The Loughreans are quiet now, but the secret societies which dealt so lightly with human life are still at work, and the best-informed people believe that the murderous emissaries of the Land League, whose terrorism ruined the town, are only kept down by a powerful and vigilant police. I have only described three of the murders which took place in the town and neighbourhood during a comparatively short period. Add Mr. Burke and driver Wallace; both shot dead near Craughwell. J. Connor, of Carrickeele, who had accepted a situation as bog-ranger, vice Keogh, discharged. Shot. Three men arrested. No evidence. Patrick Dempsey, who had taken a small farm from which Martin Birmingham had been evicted. Shot dead in the presence of his two small children, with whom he was walking to church. No evidence. No convictions, but many more crimes, both great and small. So many murders that outrages do not count for much.
It is to the men who are directly responsible for all these horrors that Mr. Gladstone proposes to entrust the government of Ireland.
Loughrea, May 16th.
No. 23.—THE REIGN OF INDOLENCE.[ToC]
have just returned from Innishmore, the largest of the Aran islands, the population of which have been lifted from a condition of chronic starvation and enabled to earn their own livelihood by the splendid organisation of Mr. Balfour for the relief of the congested districts. Postal and other exigences having compelled a hasty return to the mainland, I defer a full account of this most interesting visit until my next letter, when I shall also be in possession of fuller and more accurate information than is attainable on the island itself.
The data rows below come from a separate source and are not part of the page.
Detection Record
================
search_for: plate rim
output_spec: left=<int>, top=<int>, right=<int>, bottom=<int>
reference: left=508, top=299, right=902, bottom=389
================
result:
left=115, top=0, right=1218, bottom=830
Meanwhile, let us examine the state of Irish feeling by the sad sea waves of Galway Bay. Salthill is a plucky little bathing place; that is, plucky for Ireland. It is easily accessible from Galway town, and looks over the bay, but it is more like a long natural harbour without ships. There is a mile or so of promenade with stone seats at intervals, a shingle dotted with big rocks, a modicum of slate-coloured sand, like that of Schevening, in Holland, and blue hills opposite, like those of Carlingford Lough. The promenade is kerbed by a massive sea wall of limestone, and here and there flights of stone steps lead to the water's edge. Facing the sea are handsome villas, with flower gardens, tidy gravelled walks, shrubberies, snowy window blinds and other appurtenances of a desperately Protestant appearance. No large hotels, no villas with "Apartments" on a card in the fanlight, no boatmen plying for hire, no boats even, either ashore or afloat; no bathing-machines no anything the brutal Saxon mostly needs, except fresh air and blazing sunshine. The Galway end of this fashionable resort has a few shady houses, aggressively Anglicised with names like Wave View House and Elm Tree View, the first looking at a whitewashed wall, the second at a telegraph post. But although some of these houses announce "Furnished Lodgings," no English tourists would "take them on." If you want to bathe you walk into the sea as you stand, or hand your toga virilis to the bystanders, if any. The Connaught folks have no false modesty.
A white-haired gentleman descends from a wagonette and promenades for a while. Then he sits down beside me. The conversation turns on Home Rule. My friend is impatient, has been spending a few days in Belfast. The ignorance of the poor people is astonishing. A Roman Catholic of the Northern city told him that the first act of the Irish Parliament would be to level Cave Hill, and on the site thereof to build cottages for the poor. The hill was full of diamonds, which Queen Victoria would not allow the poor Irish folks to get. The country would be full of money. Didn't Mr. Gladstone say we'd have too much?—a clear allusion to the "chronic plethora." The people would have the upper hand, as they ought to have, and the first thing would be to evict the evictors. The only question was, would they clear out peaceably, or would it be necessary to call in the aid of the Irish Army of Independence?